Kapur: That’s great. But on the other hand, how sad is it that we have to be defending ourselves in that way? To not have the understanding that we’re not just these robber barons, right? We’re paying rent on this space 24 hours a day, seven days a week. Right now I’m looking at somebody cleaning the lampshades, and polishing the shelves, and there are three prep cooks, getting the day ready. And there are another two dishwashers. It’s not just the plate and the food on it that you’re paying for.
The irony of it all is, it makes front-page news if rental cars are $1,000 a day in Hawaii, but there’s nobody blaming the rental car company; they’re kind of blaming it on the market, right? It’s the chip shortage, or it’s the pandemic. But when it comes to restaurants, there’s this kind of open range of criticism from the public of this being expensive, or them thinking they could have gotten this for a lower price somewhere else. And in some ways, it’s recorded on this ledger as truth. What we don’t want to do is sit back and complain about it. But we know why things cost what they do here.
Hanak: This is a tricky business that is very archaic. And our industry probably has changed less than any other industry. Because we can’t automate a lot of our services, we have to be here; we can’t have people work off site. They can’t take orders on Zoom; they have to be present.
We’re trying to provide hospitality, but there’s
a cost to providing hospitality. We can’t be
a reasonably priced restaurant for everyone.
So, we need to find other ways to provide
for our community.

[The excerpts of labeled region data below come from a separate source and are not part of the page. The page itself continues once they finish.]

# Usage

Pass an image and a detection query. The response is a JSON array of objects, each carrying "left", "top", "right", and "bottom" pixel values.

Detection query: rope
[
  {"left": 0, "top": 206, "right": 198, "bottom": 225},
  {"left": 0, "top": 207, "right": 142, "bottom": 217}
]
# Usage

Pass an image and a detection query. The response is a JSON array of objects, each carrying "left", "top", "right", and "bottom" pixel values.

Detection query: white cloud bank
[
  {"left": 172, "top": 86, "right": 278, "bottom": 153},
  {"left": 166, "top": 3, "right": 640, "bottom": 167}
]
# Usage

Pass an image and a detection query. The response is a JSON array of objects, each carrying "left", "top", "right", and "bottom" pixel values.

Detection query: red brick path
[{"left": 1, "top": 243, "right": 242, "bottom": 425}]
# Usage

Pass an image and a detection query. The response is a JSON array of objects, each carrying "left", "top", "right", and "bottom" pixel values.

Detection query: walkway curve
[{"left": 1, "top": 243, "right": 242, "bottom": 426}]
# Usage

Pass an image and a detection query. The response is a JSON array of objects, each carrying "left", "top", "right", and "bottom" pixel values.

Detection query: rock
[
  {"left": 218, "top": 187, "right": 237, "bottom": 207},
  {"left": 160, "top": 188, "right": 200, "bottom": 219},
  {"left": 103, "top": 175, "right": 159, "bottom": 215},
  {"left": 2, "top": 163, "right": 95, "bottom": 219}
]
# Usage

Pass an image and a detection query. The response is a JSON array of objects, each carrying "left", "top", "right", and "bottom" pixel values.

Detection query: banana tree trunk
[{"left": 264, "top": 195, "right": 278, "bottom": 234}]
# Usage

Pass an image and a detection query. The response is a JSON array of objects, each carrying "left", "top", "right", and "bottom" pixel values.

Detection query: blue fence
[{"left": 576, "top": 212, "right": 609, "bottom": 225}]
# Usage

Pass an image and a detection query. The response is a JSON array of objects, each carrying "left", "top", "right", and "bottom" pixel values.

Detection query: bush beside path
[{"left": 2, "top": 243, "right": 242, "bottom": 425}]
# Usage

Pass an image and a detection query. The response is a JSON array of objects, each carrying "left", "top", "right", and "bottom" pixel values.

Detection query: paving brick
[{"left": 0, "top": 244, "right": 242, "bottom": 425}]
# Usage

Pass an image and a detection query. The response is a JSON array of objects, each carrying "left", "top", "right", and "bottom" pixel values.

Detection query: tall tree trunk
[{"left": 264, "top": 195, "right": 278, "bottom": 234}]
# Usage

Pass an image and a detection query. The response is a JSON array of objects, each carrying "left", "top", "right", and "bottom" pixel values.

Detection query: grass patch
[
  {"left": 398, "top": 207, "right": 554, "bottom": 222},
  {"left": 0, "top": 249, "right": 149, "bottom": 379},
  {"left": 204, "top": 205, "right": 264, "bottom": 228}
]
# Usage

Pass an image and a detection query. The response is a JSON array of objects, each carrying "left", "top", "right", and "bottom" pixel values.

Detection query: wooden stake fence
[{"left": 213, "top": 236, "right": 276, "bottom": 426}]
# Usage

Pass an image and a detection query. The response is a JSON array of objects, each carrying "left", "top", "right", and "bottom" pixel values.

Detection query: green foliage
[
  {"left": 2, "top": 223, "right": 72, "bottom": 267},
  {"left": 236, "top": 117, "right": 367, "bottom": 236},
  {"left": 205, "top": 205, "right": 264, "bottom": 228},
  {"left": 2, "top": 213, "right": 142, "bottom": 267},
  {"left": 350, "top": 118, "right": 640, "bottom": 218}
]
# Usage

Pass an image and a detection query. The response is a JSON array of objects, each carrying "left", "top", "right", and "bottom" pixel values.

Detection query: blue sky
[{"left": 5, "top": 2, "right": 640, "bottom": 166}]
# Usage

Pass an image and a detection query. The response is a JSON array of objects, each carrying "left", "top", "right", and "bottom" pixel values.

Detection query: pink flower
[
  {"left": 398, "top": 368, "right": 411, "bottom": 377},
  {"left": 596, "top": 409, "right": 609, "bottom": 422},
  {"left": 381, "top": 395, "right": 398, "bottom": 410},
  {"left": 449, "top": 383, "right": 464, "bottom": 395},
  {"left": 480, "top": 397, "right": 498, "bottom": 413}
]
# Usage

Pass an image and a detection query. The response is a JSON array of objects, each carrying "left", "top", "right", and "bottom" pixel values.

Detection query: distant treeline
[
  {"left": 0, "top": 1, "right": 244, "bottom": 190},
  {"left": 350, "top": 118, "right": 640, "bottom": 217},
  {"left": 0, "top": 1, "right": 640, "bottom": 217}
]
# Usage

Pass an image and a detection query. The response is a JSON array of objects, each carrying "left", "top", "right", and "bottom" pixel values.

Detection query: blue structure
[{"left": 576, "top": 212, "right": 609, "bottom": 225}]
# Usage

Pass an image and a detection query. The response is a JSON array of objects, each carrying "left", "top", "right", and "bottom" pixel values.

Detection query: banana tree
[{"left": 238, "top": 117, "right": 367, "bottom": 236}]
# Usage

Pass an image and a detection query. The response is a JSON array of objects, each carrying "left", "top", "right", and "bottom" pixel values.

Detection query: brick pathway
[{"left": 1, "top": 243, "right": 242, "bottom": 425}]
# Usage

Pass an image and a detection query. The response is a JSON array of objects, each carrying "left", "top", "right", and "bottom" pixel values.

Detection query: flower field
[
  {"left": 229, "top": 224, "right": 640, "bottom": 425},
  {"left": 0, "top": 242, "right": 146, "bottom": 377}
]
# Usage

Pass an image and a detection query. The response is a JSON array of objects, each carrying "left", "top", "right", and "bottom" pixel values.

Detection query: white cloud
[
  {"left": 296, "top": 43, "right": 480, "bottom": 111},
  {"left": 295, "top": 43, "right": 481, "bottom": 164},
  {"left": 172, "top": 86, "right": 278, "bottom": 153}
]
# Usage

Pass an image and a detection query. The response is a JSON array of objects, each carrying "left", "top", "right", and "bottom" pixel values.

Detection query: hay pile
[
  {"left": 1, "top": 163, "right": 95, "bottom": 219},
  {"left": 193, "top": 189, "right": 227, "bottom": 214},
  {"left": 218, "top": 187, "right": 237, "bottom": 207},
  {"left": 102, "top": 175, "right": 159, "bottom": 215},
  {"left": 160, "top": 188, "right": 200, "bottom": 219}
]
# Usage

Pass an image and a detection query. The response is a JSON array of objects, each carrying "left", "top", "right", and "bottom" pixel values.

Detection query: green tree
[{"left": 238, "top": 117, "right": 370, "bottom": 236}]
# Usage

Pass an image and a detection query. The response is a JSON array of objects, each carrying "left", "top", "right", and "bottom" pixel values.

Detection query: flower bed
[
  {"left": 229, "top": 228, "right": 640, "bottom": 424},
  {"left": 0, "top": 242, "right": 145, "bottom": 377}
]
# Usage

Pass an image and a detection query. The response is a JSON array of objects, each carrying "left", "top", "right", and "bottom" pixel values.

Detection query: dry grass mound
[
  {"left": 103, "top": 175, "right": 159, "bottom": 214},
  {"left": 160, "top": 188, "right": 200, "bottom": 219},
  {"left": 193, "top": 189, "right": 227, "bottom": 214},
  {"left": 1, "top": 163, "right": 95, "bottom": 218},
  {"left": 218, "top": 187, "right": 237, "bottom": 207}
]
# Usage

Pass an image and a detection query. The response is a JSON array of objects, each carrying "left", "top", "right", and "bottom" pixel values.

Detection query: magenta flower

But there is a cost for dining out
and if you choose to dine out, unfortunately you need to pay for it.
What are you most looking forward to in 2022, both for your restaurants and the industry at large?
Hanak: For our restaurants, it’s to keep building upon a foundation that we built. There’s just so much opportunity for the team that we built, to really make something that that they should feel very proud of, and to kind of add to what San Francisco is all about.
Kapur: I look forward to seeing restaurants being more thoughtful in how they operate. And I think you can see, people that are doing it have they found their why. I think it’s just more quality, less quantity. I think just an appreciation for going out: I think for me, personally, I just kind of took, took it for granted. Going out was just something we did regularly all the time. And now, I’ve been able to reframe that for it to be more special and intentional, and I’m just appreciating it more.